К берегу реки спускался, напевая, мальчик, время от времени он замолкал, откусывая от ломтя белого хлеба, который был у него в руке. Златоуст попросил у него кусочек хлеба, отщипнул двумя пальцами немного мякоти и наделал из нее маленьких шариков. Перевесившись через парапет, он медленно, один за другим, бросал катышки в воду, видел, как светлые шарики опускаются в темную глубину, как вокруг них начинают мелькать, теснясь, головы рыб, пока они не исчезают в одном из ртов. Он бросал шарик за шариком, с глубоким удовлетворением наблюдая за тем, как они исчезают.

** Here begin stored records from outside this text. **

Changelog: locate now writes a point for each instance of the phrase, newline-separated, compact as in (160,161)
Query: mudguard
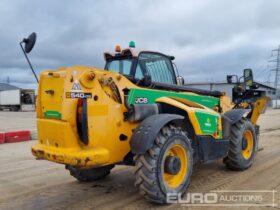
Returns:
(236,114)
(145,134)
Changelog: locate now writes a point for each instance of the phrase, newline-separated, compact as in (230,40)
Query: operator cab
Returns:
(140,65)
(149,69)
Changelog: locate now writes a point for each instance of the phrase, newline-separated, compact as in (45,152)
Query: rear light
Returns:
(82,120)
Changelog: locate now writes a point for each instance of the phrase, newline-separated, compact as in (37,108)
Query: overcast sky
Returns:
(209,38)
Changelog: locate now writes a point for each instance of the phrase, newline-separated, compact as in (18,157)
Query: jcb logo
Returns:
(141,100)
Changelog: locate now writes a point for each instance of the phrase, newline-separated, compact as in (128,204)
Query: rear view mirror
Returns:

Вскоре он почувствовал голод и наведался к одной из своих возлюбленных, которая была служанкой в доме мясника и которую он называл повелительницей колбас и окороков. Условным свистом он вызвал ее к кухонному окну и был уже готов взять у нее кое-что съестное, припрятать у себя и съесть на одном из заречных холмов, там, где жирная красноватая земля так ярко блестела под сочной листвой винограда и где весной цвели маленькие голубые гиацинты, издававшие нежный аромат косточковых плодов.